Jakarta – Ketegangan dan kekhawatiran kembali melanda ibu kota negara ketika acara diskusi “Silaturahmi Kebangsaan Diaspora Bersama Tokoh dan Aktivis Nasional” yang diselenggarakan oleh Forum Tanah Air (FTA) di Hotel Grand Kemang, Jakarta Selatan, terpaksa dibubarkan secara paksa pada hari Sabtu, 28 September 2024. Insiden ini sekali lagi menguji batas-batas kebebasan berpendapat dan mengungkapkan pendapat di ruang publik Indonesia.

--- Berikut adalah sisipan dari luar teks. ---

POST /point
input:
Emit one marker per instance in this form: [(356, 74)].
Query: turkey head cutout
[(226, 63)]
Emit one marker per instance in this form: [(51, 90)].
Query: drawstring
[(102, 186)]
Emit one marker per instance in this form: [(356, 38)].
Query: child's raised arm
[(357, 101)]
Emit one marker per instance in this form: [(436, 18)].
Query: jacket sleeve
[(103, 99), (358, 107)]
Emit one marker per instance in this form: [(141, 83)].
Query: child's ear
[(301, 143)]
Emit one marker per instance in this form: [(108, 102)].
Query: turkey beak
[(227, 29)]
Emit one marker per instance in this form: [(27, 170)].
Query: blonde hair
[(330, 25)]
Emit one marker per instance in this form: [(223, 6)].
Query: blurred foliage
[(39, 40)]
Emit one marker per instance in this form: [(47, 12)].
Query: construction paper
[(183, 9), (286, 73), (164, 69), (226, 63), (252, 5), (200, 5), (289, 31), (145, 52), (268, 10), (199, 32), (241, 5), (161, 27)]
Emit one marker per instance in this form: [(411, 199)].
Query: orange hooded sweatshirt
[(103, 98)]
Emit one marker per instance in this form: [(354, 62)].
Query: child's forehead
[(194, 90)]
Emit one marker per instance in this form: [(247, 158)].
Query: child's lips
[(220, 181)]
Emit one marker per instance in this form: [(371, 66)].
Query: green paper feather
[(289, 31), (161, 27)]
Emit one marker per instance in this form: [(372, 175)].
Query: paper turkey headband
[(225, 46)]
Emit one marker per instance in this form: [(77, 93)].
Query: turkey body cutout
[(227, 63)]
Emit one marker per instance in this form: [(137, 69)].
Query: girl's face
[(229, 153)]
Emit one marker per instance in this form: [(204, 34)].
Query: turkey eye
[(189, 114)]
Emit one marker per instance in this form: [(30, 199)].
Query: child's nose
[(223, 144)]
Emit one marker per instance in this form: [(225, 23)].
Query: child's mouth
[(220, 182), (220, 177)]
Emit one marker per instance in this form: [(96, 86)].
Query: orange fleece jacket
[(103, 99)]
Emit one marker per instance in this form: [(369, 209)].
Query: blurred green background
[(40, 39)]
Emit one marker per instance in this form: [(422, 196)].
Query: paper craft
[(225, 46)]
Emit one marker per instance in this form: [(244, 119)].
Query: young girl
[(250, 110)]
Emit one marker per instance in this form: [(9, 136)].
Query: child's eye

Insiden tersebut menimbulkan sejumlah persoalan yang mendalam terkait keamanan kegiatan publik dan tindakan intoleransi yang terkadang menghalangi dialog kebangsaan Indonesia. Pembubaran paksa acara diskusi di Jakarta ini telah menarik perhatian dari kepolisian yang bertanggung jawab dalam penegakan hukum dan menjaga keharmonisan demokrasi di tengah peluang dialog nasional.
Sebagai tanggapan atas kerusuhan pembubaran acara, Karopenmas Divisi Humas Polri Brigjen Trunoyudo Wisnu Andiko mengeluarkan pernyataan pada 29 September: “Telah kita amankan beberapa pelaku, nanti lebih lengkapnya akan disampaikan Polda Metro Jaya.” Tindakan aparat kepolisian ini menunjukkan respon cepat dalam situasi yang memerlukan perlindungan konstitusional terhadap kebebasan sipil.
Brigjen Trunoyudo Wisnu Andiko juga menyoroti pentingnya menciptakan lingkungan yang kondusif bagi warga negara untuk menyampaikan aspirasinya. “Kita imbau seluruh pihak untuk selalu menjaga keamanan dan ketertiban, dan menjaga alam demokrasi, kebebasan berpendapat dilindungi oleh konstitusi yang harus dihormati,” katanya, mengingatkan bahwa strategi Kamtibmas punya peran esensial dalam menjamin kebebasan berpendapat.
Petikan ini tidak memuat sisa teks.